Submission and Acceptance

Work — It is what defines us if you think about it. We labor and toil for someone else to earn a wage to forge a life. We long to return to a place where life was simpler or should I say perceived as simpler. So long as there is any sort of chance of exploitation, exploited we shall be whether we admit it or not. The system is firmly in place now and there is not much we can do about it. Without exception, we all yearn and strive for a good life, a better life, an ideal sort of life. When it comes to how we earn our daily bread, the expectations are the same regardless of who you are or where you live. We, all of us on all four corners of this earth expect to be valued, appreciated, treated fairly, the concept of honest work for honest pay to continue to hold true and to be provided with safe working conditions. These expectations are all very basic and not at all unrealistic or outrageous.

Beginning with an Ideal

Eight girls sewing by hand, looking at the camera during a sweatshop inspection DN-0001247, Chicago Daily News negatives collection, Chicago History Museum

Eight girls sewing by hand, looking at the camera during a sweatshop inspection
DN-0001247, Chicago Daily News negatives collection, Chicago History Museum

Today we celebrate the workers, their labor, their contributions, their sweat, their blood, their lives dedicated to the notion that as humans we can go out, find a good job, be treated fairly and be given opportunities to better our lives. Today, we also address our concerns and our grievances in the hope that as we do so, we may make things better for ourselves and generations to come. We have inherited gifts which cannot afford to be ignored and like anything, if we do not pay careful attention, we stand to lose so much that so many have fought so hard to attain.
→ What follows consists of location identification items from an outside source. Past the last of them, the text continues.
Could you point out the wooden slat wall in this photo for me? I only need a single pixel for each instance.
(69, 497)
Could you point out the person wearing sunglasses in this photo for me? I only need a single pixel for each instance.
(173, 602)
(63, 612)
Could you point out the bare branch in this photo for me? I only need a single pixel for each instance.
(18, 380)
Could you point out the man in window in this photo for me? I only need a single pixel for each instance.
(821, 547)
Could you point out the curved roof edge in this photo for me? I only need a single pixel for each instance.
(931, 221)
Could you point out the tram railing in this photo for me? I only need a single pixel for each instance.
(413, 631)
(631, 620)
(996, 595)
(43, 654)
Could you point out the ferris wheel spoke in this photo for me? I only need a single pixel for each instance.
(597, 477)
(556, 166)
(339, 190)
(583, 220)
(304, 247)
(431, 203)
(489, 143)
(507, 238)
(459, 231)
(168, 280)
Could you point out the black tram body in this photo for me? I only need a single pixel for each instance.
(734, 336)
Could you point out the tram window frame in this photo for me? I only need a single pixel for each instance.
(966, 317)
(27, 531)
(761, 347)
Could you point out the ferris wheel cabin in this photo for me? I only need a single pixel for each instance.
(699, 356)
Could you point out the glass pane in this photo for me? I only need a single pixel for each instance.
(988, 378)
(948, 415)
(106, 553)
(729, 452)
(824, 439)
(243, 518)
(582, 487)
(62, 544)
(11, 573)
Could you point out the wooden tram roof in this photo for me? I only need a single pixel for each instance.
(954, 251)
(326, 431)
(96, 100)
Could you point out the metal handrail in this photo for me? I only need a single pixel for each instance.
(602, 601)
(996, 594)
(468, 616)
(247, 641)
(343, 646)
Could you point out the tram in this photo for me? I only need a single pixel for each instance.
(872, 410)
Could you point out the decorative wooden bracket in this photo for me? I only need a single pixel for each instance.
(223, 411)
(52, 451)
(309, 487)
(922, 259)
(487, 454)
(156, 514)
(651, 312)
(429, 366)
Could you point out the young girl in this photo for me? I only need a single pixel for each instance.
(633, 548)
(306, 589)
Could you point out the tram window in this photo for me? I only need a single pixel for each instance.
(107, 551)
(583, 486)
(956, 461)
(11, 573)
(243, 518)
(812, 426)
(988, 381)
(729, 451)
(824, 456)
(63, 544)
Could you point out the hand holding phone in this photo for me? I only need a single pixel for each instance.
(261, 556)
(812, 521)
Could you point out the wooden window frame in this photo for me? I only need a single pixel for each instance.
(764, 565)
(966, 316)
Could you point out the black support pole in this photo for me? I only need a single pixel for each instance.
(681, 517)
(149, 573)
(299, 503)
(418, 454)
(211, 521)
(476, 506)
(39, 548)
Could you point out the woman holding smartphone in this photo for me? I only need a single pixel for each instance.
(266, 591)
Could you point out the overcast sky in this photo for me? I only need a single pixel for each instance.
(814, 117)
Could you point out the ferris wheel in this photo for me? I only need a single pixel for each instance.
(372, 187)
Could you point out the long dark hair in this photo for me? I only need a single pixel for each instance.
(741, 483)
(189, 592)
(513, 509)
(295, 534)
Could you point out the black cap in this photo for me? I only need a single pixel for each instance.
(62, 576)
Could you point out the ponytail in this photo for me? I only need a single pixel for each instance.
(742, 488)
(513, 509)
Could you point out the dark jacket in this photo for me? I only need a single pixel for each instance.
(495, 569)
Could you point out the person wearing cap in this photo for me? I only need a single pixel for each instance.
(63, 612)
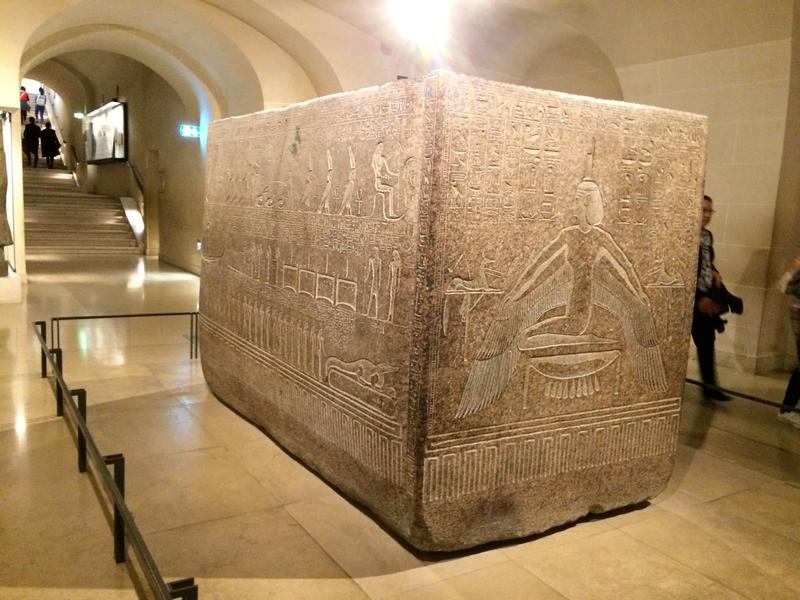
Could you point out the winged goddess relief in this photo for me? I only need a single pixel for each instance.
(550, 315)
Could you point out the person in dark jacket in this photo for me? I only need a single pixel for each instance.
(706, 319)
(24, 103)
(50, 144)
(792, 394)
(30, 142)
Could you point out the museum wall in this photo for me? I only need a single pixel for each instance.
(182, 171)
(743, 91)
(776, 343)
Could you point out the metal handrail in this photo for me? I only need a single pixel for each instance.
(137, 178)
(88, 446)
(194, 325)
(716, 388)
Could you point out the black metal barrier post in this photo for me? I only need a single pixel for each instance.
(81, 395)
(42, 325)
(124, 524)
(183, 588)
(118, 461)
(60, 368)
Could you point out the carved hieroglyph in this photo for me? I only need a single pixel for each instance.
(466, 304)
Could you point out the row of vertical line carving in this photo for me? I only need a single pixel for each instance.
(476, 469)
(369, 447)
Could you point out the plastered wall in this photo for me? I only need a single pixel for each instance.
(744, 92)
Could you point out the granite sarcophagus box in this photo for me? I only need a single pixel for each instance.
(466, 304)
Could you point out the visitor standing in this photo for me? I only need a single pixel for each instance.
(41, 102)
(50, 144)
(30, 142)
(24, 104)
(705, 320)
(792, 394)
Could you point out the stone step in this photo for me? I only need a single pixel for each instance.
(63, 207)
(68, 195)
(39, 216)
(77, 250)
(50, 225)
(36, 187)
(79, 239)
(92, 231)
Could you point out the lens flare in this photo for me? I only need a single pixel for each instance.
(425, 22)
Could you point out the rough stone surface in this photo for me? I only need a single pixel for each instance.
(466, 304)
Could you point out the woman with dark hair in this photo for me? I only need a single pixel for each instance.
(41, 102)
(30, 142)
(792, 394)
(24, 105)
(50, 144)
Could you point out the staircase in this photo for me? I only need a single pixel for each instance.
(60, 219)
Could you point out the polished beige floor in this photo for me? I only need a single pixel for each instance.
(217, 500)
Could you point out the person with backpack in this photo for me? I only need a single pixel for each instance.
(41, 102)
(30, 142)
(24, 105)
(792, 394)
(50, 144)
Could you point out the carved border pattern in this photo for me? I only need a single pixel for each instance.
(462, 465)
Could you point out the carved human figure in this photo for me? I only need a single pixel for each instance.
(325, 201)
(384, 189)
(308, 185)
(394, 281)
(372, 280)
(350, 189)
(579, 271)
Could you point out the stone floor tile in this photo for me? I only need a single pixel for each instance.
(506, 580)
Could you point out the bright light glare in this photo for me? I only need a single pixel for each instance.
(425, 22)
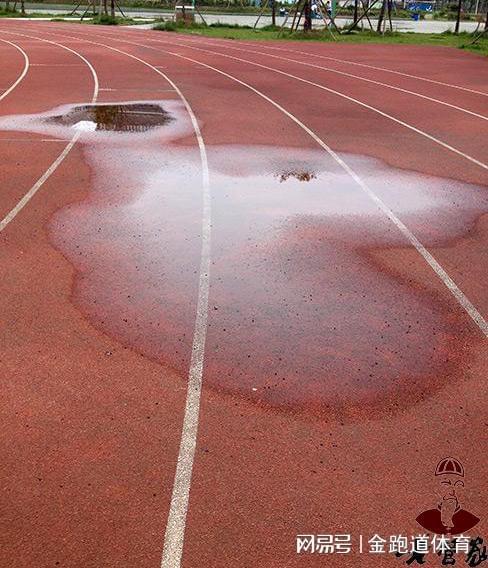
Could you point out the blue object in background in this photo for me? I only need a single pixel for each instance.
(421, 6)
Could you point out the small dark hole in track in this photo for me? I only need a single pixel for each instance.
(300, 175)
(134, 117)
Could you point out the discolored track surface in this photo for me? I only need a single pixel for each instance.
(338, 366)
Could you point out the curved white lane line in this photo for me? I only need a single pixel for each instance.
(176, 523)
(53, 167)
(456, 292)
(319, 86)
(225, 43)
(351, 75)
(339, 94)
(24, 71)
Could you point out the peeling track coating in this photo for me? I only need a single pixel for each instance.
(54, 166)
(460, 297)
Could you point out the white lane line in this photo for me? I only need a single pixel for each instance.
(365, 65)
(323, 87)
(456, 292)
(339, 94)
(350, 75)
(56, 64)
(24, 70)
(34, 140)
(178, 510)
(53, 167)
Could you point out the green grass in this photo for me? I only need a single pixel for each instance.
(448, 39)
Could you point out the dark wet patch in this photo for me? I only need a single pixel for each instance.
(300, 175)
(137, 117)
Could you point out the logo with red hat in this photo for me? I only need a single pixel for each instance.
(448, 518)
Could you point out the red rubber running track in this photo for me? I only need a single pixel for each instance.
(322, 342)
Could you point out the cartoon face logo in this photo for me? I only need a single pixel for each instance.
(448, 517)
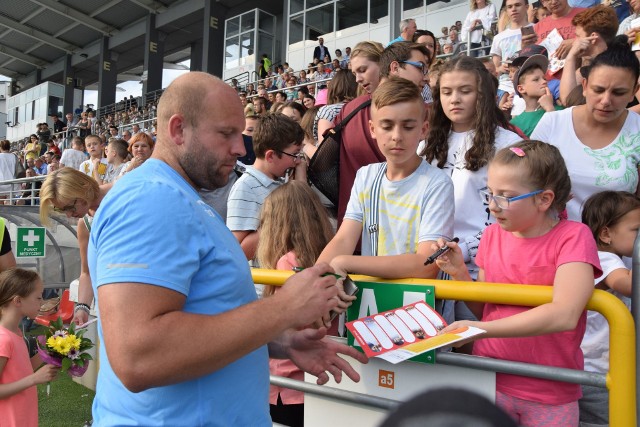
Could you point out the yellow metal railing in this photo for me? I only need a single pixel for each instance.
(621, 378)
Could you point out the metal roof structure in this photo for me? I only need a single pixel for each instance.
(37, 35)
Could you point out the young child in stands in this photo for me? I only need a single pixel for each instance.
(294, 228)
(117, 152)
(74, 156)
(20, 296)
(467, 128)
(277, 143)
(530, 83)
(96, 166)
(400, 207)
(614, 220)
(527, 188)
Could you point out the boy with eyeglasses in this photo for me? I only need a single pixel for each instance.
(277, 143)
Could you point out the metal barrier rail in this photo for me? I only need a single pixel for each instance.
(621, 378)
(342, 395)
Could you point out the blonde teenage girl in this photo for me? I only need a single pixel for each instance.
(294, 228)
(527, 187)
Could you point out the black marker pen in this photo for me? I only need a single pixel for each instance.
(434, 256)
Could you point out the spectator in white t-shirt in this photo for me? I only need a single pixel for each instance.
(74, 156)
(508, 42)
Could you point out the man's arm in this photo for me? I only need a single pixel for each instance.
(569, 79)
(165, 345)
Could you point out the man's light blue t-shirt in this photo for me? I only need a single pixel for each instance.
(153, 228)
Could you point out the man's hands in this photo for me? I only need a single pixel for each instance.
(317, 355)
(309, 295)
(452, 262)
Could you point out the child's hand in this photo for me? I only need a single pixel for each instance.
(581, 46)
(451, 262)
(563, 50)
(546, 101)
(45, 374)
(345, 299)
(80, 317)
(461, 324)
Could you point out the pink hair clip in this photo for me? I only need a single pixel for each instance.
(518, 151)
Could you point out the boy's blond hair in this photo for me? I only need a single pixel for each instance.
(275, 132)
(396, 90)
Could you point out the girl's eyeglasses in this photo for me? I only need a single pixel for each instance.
(502, 201)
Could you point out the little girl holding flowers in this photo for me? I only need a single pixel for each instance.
(20, 296)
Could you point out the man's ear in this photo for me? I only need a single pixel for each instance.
(176, 129)
(268, 155)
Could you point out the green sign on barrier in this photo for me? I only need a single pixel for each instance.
(378, 297)
(30, 242)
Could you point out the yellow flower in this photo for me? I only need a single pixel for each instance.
(57, 344)
(74, 342)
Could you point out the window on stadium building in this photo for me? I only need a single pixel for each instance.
(310, 19)
(243, 36)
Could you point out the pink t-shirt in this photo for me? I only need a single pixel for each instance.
(21, 409)
(506, 258)
(285, 367)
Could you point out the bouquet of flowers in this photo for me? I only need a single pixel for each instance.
(65, 347)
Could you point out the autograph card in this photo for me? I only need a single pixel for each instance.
(402, 333)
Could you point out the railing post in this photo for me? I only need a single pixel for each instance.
(621, 378)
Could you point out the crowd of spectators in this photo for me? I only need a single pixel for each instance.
(540, 86)
(516, 85)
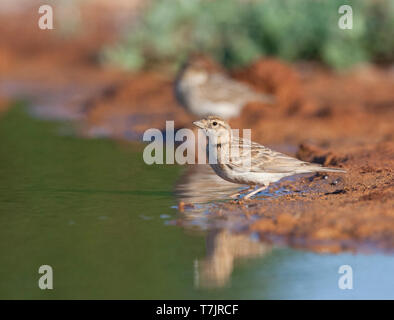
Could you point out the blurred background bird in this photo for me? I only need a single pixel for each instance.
(203, 89)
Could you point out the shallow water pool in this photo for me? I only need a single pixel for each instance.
(105, 222)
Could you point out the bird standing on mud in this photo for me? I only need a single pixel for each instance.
(202, 91)
(245, 162)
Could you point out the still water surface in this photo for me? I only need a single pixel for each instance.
(104, 221)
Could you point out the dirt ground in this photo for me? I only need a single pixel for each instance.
(343, 120)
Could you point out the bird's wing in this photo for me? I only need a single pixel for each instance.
(263, 159)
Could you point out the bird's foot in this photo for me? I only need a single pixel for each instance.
(250, 194)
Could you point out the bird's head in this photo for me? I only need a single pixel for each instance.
(215, 128)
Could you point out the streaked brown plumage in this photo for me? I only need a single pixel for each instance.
(203, 91)
(247, 162)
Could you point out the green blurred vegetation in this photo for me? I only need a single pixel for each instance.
(237, 32)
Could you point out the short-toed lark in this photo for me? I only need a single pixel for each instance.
(204, 92)
(245, 162)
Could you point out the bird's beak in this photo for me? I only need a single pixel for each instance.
(199, 124)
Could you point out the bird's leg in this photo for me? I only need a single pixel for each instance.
(235, 195)
(254, 192)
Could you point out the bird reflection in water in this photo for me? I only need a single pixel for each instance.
(200, 187)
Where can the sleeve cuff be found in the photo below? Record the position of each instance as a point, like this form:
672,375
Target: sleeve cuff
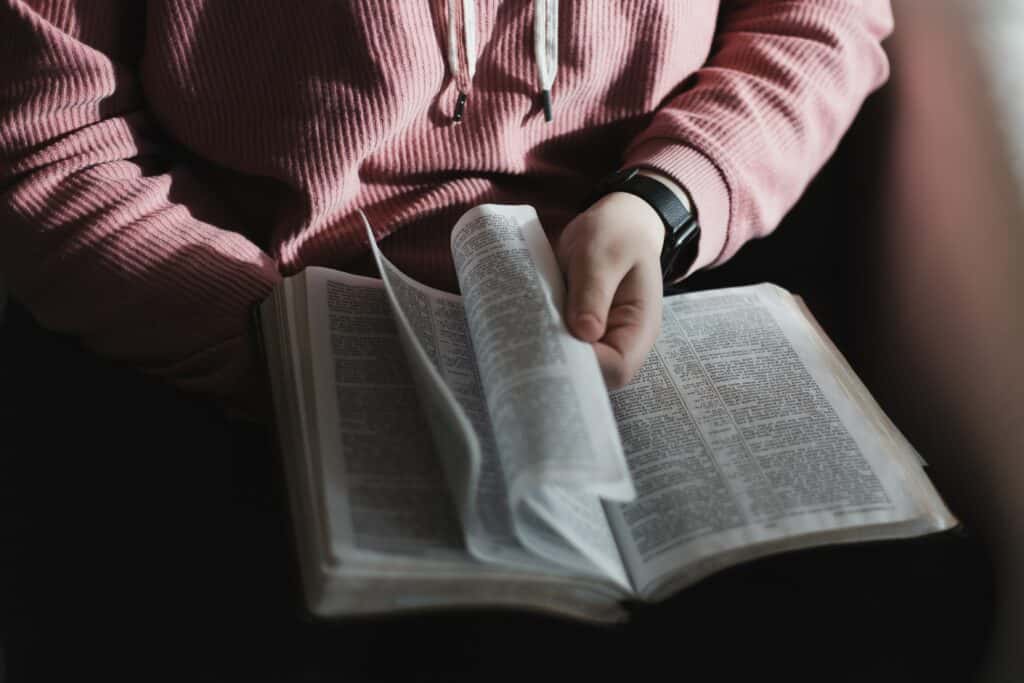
705,184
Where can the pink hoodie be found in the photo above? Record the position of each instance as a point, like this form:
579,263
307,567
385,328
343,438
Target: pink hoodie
162,164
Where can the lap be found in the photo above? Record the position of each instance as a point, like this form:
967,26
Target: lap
141,528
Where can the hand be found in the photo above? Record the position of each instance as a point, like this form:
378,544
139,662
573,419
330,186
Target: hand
611,257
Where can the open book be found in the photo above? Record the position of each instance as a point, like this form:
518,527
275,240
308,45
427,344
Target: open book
446,451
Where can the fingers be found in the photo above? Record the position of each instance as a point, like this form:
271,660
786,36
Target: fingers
633,325
595,271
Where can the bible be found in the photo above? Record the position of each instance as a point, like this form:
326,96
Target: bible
446,451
Though prone to corruption, greed and autocracy, we can give thanks to Knights of Labor for fighting for certain ideals that helped pave a path toward equal pay, maximum hours, minimum pay, end to child labor, better work conditions and an overall caring and nurturing of the American worker. Despite some of the more atrocious allegations against this group, it does seem they started off on the right track as can be seen in their preamble:

The alarming development and aggressiveness of great capitalists and corporations, unless checked, will inevitably lead to the pauperization and hopeless degradation of the toiling masses.

It is imperative, if we desire to enjoy the full blessings of life, that a check be placed upon unjust accumulation, and the power for evil of aggregated wealth.

This much-desired object can be accomplished only by the united efforts of those who obey the divine injunction, “In the sweat of thy face shalt thou eat bread.”

Therefore we have formed the Order of Knights of Labor, for the purpose of organizing and directing the power of the industrial masses, not as a political party, for it is more – in it are crystallized sentiments and measures for the benefit of the whole people, but it should be borne in mind, when exercising the right of suffrage, that most of the objects herein set forth can only be obtained through legislation, and that it is the duty of all to assist in nominating and supporting with their votes only such candidates as will pledge their support to those measures, regardless of party. But no one shall, however, be compelled to vote with the majority, and calling upon all who believe in securing “the greatest good to the greatest number,” to join and assist us, we declare to the world that are our aims are: (this is followed by their aims)

Great words that hold the same value and significance still today. It is because of those initial ideals we finally had put in place most of what they were striving for in the form of the Fair Labor Standards Act of 1938.

From the Department of Labor website:

In its final form, the act applied to industries whose combined employment represented only about one-fifth of the labor force. In these industries, it banned oppressive child labor and set the minimum hourly wage at 25 cents, and the maximum workweek at 44 hours.

Sweatshop poster, Sacred Motherhood, by Luther Bradley DN-0004658, Chicago Daily News negatives collection, Chicago History Museum

Sweatshop poster, Sacred Motherhood, by Luther Bradley
DN-0004658, Chicago Daily News negatives collection, Chicago History Museum

Though the bill was weakened through all the processes of trying to get it passed, the end result is something that deserves reflection. We should be enjoying today the laws first set out by this bill and in an ideal world should be more encompassing as we become more enlightened, nurturing, caring, sharing, kind, considerate and thoughtful human beings. While in practice, we are still protected by labor laws, the lines are fading fast and we are in danger of regression. Though an overly used cliché the fact does remain that those who do not know their history are doomed to repeat it. Many who came before us worked tirelessly and relentlessly to change the relationships between company / industry / corporation and the worker for the better by providing better hours, better pay and better work environments and finally marking the end of child labor. Who among us today would be willing to do the same?

I leave you with a quote from an interview where a mill worker reflects upon his fifty years at the Plume and Atwood Mill given around the time of the passing of the Fair Labor Standards Act.

“I believe the lads should have a little easier work than what I had, “says Mr. White. “I’ve worked hard in my time, and maybe it hasn’t hurt me any, but if the boys can get along without breakin’ their backs, why, so much the better, I figure.”

“I’ve worked in the mill in my day, until nine o’clock at night, from seven in the mornin’, with an hour off for lunch. That’s too much, I don’t think you’ll ever see the like of that again, though. And a good thing, too. I wouldn’t want to go back to it, and I don’t think anyone else would. An eight hour day is long enough.”